Pivoting from GIS analyst to software engineer

Entry-level knowledge worker positions, such as the venerable GIS analyst, often have a narrow set of career paths. One can move up into project management and/or personnel management. But that usually means doing less of the geospatial problem solving that got you interested in GIS in the first place!

Another commonly suggested path is to learn to code. Programming requires constant problem solving, and the huge demand for developers and engineers means that salaries are generous. In addition, the post-pandemic world means that companies are suddenly more amenable to remote workers from anywhere in the United States. But how would you actually go about making this career change?

I recently had the privilege to be a guest on the Mapscaping Podcast and discuss how I pivoted from GIS analyst to software engineer. This blog post offers some additional details to anyone considering a similar pivot.

Go For A Test Drive

Upon hearing of the huge salaries that Silicon Valley software engineers rake in, some folks want to immediately quit their jobs and jump feet first into a master’s program or a coding bootcamp. This is the kind of moxie and gutsiness that America was built on…right? Wrong. 

Make sure you actually enjoy programming before committing to costly education. 

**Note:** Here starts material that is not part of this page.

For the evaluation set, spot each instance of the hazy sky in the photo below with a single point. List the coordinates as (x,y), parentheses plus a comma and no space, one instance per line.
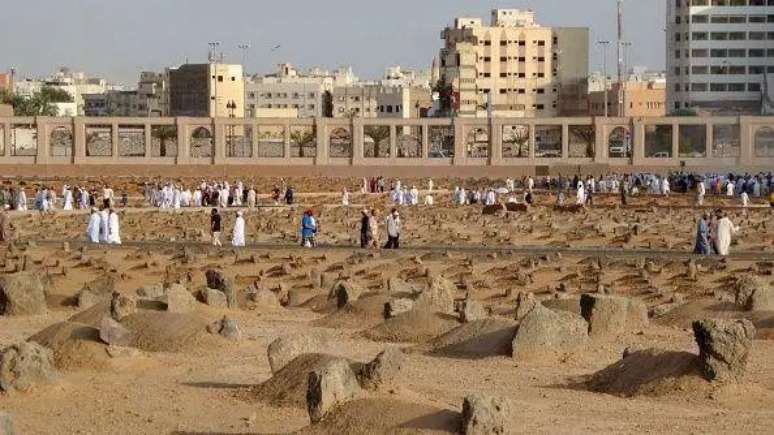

Let’s do a thought experiment. Pretend you’re in the market for a used car. You find something with low mileage from a brand with a reputation for reliability. However, it’s listed on Craigslist so it lacks a warranty. Moreover, the seller refuses to let you test drive or even see the car before you put down a deposit. Would you send a wire transfer sight unseen? Definitely not: only a fool would be so rash! For the same reason, only a fool would dive into a master’s program or bootcamp without going for a proverbial “test drive” beforehand.

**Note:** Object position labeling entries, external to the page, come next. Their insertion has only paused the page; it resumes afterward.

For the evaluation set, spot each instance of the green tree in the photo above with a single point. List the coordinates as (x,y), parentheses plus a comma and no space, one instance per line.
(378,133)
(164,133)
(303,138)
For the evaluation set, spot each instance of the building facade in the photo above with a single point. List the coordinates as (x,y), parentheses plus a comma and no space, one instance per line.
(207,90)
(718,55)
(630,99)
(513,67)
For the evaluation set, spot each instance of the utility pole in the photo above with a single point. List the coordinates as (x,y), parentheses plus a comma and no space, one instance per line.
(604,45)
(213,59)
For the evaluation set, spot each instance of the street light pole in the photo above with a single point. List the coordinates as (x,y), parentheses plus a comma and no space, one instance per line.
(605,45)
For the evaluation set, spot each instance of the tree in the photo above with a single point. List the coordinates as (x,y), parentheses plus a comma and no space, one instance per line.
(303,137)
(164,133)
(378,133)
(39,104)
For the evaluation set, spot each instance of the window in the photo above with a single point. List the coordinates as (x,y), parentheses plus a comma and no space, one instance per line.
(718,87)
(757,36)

The best way to test drive whether you like programming is to use it in your current job. Much of the day-to-day busy work of knowledge workers can be enhanced, made more efficient, or perhaps completely automated through some kind of programming:

  • Microsoft Excel, for all its faults, is immensely powerful in the right hands. Incredibly complex logic can be achieved through formulas alone, not to mention dashboards, pivot tables, etc. Check out /r/excel for ideas.
  • Microsoft Word, Excel, PowerPoint, Outlook, and Access can run macros in the VBA programming language. You can even “record” a macro to see how point-and-click actions are translated into VBA code. However, corporate IT policies often disable macros for security reasons, so this may not be a viable path.
  • Google Docs, Sheets, Slides have programming APIs you can use to automate certain processes.
  • If you work with content on a company’s website, knowledge about the “Developer Tools” panel in Chrome or Firefox is incredibly useful for debugging JavaScript issues, tweaking CSS styles, etc.
  • For the ArcGIS users out there, you can convert a Model Builder model into a Python script in one click. This is how I took my first baby steps in Python as a GIS analyst back using ArcGIS.
  • Repeated processes like monthly reports, document preparation, email notifications, etc. can often be automated. If you want to learn how to do this in Python, check out Automate the Boring Stuff with Python by Al Sweigart.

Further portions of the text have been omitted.